Haruno Sakura tak pernah membayangkan hidupnya akan berubah secepat ini. Awalnya, ia hanyalah seorang gadis muda yang belum lulus sekolah menengah, menjalani hari-harinya seperti remaja pada umumnya. Tapi segalanya berubah ketika ayahnya memutuskan menerima perjodohan tanpa memberinya pilihan. Sakura mendapati dirinya harus menikah dengan pria yang jauh lebih tua darinya-Uchiha Sasuke, seorang duda dengan satu anak. Itu adalah keputusan yang tak pernah terlintas dalam benaknya, namun kini menjadi kenyataan yang harus ia hadapi.
Hari pernikahan mereka tiba lebih cepat dari yang direncanakan. Sakura masih berada dalam masa liburan sekolah, jadi setidaknya ia tak perlu menjelaskan kepada teman-temannya tentang pernikahan mendadaknya. Tetapi, tak ada yang bisa menghapus kecanggungan yang ia rasakan saat berdiri di samping pria yang belum pernah ia temui sebelumnya.
Saat upacara pernikahan berlangsung, Sakura merasa dunia seolah berputar lebih cepat. Sasuke, dengan sikapnya yang tenang namun dingin, menyematkan cincin di jari manisnya. Tangan besar pria itu terasa asing di genggamannya. Ketika tudung pengantinnya diangkat, Sakura menatap wajah pria yang kini menjadi suaminya. Sasuke adalah pria dengan bahu lebar, hidung mancung, dan onyx hitam, meskipun kerap terlihat tajam, berubah menjadi lembut saat tersenyum. Namun, senyuman itu terasa jauh dari jangkauannya.
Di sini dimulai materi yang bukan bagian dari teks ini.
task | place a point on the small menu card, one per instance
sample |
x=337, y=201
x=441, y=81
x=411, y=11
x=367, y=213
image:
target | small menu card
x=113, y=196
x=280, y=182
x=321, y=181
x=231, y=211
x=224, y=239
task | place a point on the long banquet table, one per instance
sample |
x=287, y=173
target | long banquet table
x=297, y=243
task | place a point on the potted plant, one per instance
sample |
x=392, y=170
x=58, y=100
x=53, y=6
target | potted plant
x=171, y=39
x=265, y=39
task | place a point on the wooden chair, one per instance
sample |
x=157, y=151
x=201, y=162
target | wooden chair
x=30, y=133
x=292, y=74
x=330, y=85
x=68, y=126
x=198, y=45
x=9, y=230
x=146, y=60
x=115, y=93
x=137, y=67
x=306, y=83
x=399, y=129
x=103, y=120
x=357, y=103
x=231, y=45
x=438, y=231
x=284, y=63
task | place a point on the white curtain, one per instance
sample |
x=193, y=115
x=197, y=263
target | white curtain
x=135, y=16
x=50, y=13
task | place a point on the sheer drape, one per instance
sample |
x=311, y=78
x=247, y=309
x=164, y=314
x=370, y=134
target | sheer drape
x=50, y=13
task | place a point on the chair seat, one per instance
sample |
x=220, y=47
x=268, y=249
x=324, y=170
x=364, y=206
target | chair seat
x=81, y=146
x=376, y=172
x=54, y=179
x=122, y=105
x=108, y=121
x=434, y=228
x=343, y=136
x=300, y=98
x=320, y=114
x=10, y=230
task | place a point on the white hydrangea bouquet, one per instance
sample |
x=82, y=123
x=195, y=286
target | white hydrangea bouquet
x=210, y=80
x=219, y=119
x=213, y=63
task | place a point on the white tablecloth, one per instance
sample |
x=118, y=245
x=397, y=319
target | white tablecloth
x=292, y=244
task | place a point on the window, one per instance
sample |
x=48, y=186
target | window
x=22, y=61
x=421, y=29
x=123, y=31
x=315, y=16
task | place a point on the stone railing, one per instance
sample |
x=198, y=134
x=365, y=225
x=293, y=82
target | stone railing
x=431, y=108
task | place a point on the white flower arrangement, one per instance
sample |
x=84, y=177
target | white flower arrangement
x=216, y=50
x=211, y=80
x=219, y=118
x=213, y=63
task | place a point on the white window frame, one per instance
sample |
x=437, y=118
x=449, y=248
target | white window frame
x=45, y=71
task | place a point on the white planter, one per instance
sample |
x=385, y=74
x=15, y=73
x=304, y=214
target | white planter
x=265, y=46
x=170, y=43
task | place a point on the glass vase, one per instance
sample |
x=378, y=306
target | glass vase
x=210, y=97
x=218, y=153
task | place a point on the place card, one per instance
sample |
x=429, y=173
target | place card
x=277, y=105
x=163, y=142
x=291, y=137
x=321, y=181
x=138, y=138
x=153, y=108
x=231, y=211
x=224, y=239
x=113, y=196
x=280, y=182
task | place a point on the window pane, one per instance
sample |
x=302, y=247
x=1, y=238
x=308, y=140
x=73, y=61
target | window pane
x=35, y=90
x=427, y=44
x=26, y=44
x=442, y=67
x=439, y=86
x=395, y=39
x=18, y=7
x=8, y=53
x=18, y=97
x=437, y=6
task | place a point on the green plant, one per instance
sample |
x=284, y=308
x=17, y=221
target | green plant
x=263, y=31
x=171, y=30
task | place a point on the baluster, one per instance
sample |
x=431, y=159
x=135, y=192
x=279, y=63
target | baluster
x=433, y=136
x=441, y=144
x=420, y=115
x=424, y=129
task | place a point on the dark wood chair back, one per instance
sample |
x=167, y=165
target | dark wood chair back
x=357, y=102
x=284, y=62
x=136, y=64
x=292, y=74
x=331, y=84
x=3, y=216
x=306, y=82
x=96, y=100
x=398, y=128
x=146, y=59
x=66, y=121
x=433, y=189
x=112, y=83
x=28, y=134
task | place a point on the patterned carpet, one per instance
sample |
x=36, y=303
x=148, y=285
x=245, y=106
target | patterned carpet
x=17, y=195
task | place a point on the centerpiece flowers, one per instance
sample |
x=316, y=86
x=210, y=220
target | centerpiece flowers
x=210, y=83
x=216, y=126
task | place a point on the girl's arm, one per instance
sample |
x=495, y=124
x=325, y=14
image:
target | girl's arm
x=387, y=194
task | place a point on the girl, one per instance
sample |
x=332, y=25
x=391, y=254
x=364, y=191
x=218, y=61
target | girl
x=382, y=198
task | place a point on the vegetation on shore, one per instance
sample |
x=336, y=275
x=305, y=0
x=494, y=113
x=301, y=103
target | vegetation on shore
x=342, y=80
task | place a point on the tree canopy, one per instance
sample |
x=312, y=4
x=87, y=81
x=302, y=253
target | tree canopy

Acara pernikahan mereka berlangsung singkat dan penuh formalitas. Ketika para tamu mulai meninggalkan gedung, Sakura merasa semakin terasing. Kini, ia hanya berdiri di sana bersama keluarga terdekat. Sasuke tampak sibuk berbicara dengan ayahnya, Uchiha Fugaku, yang menepuk bahu putranya dengan ringan.
"Sasuke, ayah tahu ini malam pertama kalian, tapi bisakah kalian tidak melakukannya malam ini?" ucap Damian, suaranya rendah namun jelas.
Uchiha Mikoto, ibu Sasuke, ikut menambahkan, "Benar. Sakura masih sekolah, dan sepertinya belum saatnya memikirkan soal anak." Tatapan tajamnya mengarah pada Sasuke, namun Sakura bisa merasakan beban dari setiap kata itu, seolah ditujukan padanya juga.
Sasuke tidak menanggapi. Tanpa sepatah kata, ia langsung masuk ke dalam mobil yang sudah menunggu, meninggalkan Sakura yang masih terpaku di tempat. Sakura menatap kedua orang tuanya. Ibunya, Haruno Tsunade, terlihat tak kuasa menahan air mata. Ia memeluk Sakura erat, seolah tak rela melepas putrinya.
"Maafkan Bunda, sayang... Bunda tak bisa membahagiakanmu," bisik ibunya dengan suara bergetar penuh penyesalan.
Sakura tersenyum pahit. "Tidak, Bunda. Terima kasih sudah melahirkan aku," balasnya dengan lembut, meski hatinya ikut teriris. Sakura sejenak menatap ayahnya, Haruno Kakashi, yang terlihat enggan menatap putrinya. Sakura nelangsa, ayahnya benar-benar tak terlihat ada rasa bersalah di wajahnya. Setelah itu, ia melangkah ke arah mobil, mengikuti suaminya yang sudah menunggu. Perasaan canggung dan tak pasti menguasai pikirannya.
Di dalam mobil, suasana sunyi. Sasuke menyetir dengan tenang, pandangannya lurus ke depan. Tak ada percakapan di antara mereka selama perjalanan menuju hotel tempat mereka akan menghabiskan malam. Sakura sesekali mencuri pandang ke arah Sasuke, tapi pria itu tetap diam, tak menunjukkan emosi apapun. Wajahnya tegas, namun kosong.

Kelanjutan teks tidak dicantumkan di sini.